Citizen science
UK citizens are set to contribute to world-leading research on air quality, plastic pollution, period poverty, farming methods and many other issues that directly affect their lives.
They will join in 53 innovative projects across the UK, including one led by the University of Manchester’s Professor Sheena Cruickshank, funded by the government via the Research and Innovation Funding Agency UK Research and Innovation.
The projects will target communities who would not normally engage with research and innovation, so they can shape research and innovation that is relevant to their lives and their local areas.
This will expand the opportunities for people from across the UK to actively contribute to publicly funded research and encourage underserved communities to share their ideas, concerns and aspirations and to get involved in decision making. The projects also aim to inspire a new generation of children and young people about the wonder and potential of research and innovation.
Twenty-five public engagement projects will support researchers, innovators, universities and other research institutions to work with community partners or organisations from communities that have fewer opportunities to engage with research and innovation.
A further twenty-eight projects focus on citizen science and will see diverse groups of people helping research teams to crowdsource and analyse data and collaborate with researchers to develop research questions.

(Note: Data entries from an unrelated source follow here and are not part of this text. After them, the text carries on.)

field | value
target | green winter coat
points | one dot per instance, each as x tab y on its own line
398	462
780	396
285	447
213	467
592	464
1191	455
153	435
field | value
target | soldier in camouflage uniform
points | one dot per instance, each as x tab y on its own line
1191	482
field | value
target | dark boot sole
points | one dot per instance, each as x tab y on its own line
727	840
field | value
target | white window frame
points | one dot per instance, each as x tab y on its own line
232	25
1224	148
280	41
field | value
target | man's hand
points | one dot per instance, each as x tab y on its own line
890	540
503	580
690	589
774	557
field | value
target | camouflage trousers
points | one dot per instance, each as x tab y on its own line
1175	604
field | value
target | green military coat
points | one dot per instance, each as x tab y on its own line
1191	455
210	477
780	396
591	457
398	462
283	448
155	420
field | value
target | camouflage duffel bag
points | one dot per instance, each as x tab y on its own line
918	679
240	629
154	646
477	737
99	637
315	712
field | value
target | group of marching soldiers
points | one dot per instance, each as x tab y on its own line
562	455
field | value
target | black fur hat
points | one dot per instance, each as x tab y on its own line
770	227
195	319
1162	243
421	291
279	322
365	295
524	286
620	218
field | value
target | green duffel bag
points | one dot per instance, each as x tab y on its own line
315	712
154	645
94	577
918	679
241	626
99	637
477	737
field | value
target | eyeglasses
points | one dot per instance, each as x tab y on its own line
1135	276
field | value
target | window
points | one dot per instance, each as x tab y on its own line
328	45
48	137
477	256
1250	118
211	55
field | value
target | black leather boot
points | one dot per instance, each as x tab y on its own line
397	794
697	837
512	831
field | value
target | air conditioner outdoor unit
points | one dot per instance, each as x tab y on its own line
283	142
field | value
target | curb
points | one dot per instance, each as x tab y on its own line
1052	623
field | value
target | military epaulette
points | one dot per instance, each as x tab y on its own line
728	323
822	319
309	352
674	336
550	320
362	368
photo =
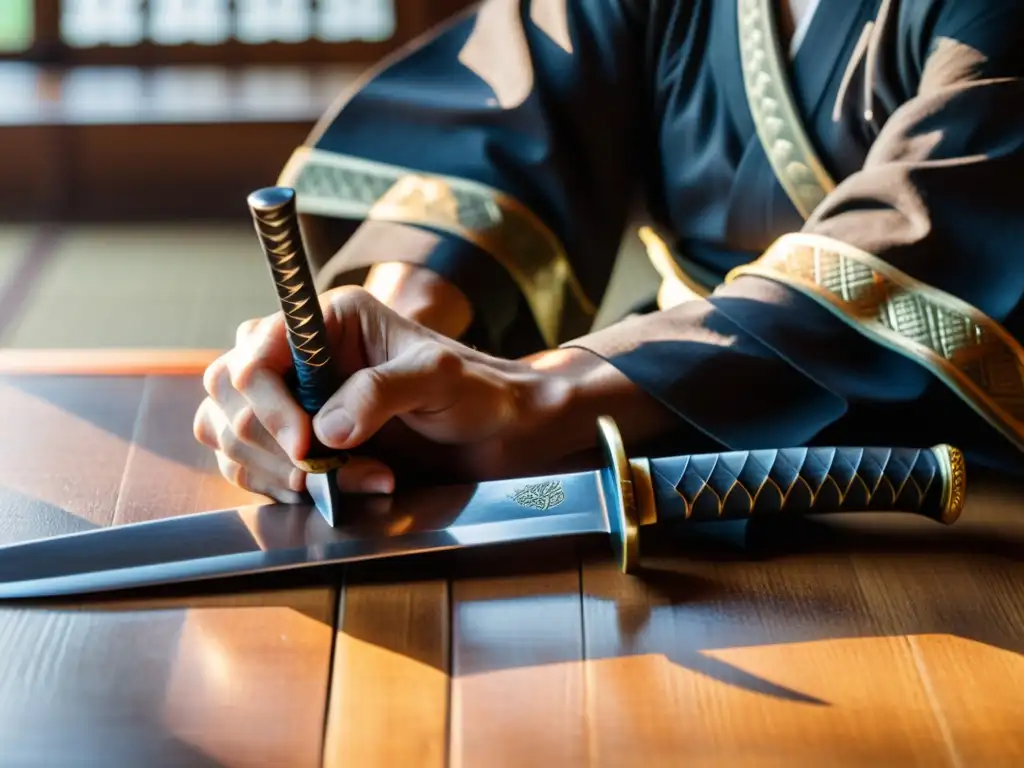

It includes a cross disciplinary team of researchers from The University of Manchester, working with residents in the Brunswick neighbourhood of Ardwick in Manchester and S4B, who manage the redevelopment of the area, to investigate resident’s concerns about air quality and health.
Lead researcher Professor Sheena Cruickshank said: “I am very excited at this opportunity to work together with the community in this way. The residents are really concerned about how rising air pollution is impacting their health and that of their families. It’s so important we listen and act on these concerns and involve them in this process”
UK Research and Innovation’s Head of Public Engagement, Tom Saunders, said: “As part of UKRI’s new vision for public engagement we launched two new funding calls last year, one aimed at encouraging researchers to explore citizen methods, and another aimed at supporting researchers and universities to engage with communities and places and communities who have fewer opportunities to participate in research and innovation. The 53 pilot projects that we have funded represent an exciting range of ways that researchers and innovators can involve the public in their work, from games to citizens’ juries, storytelling to data crowdsourcing. In 2020 and beyond, we will build on the lessons we learn through funding these pilot projects to help us achieve our ambition of making research and innovation responsive to the knowledge, priorities and values of society and open to participation by people from all backgrounds.”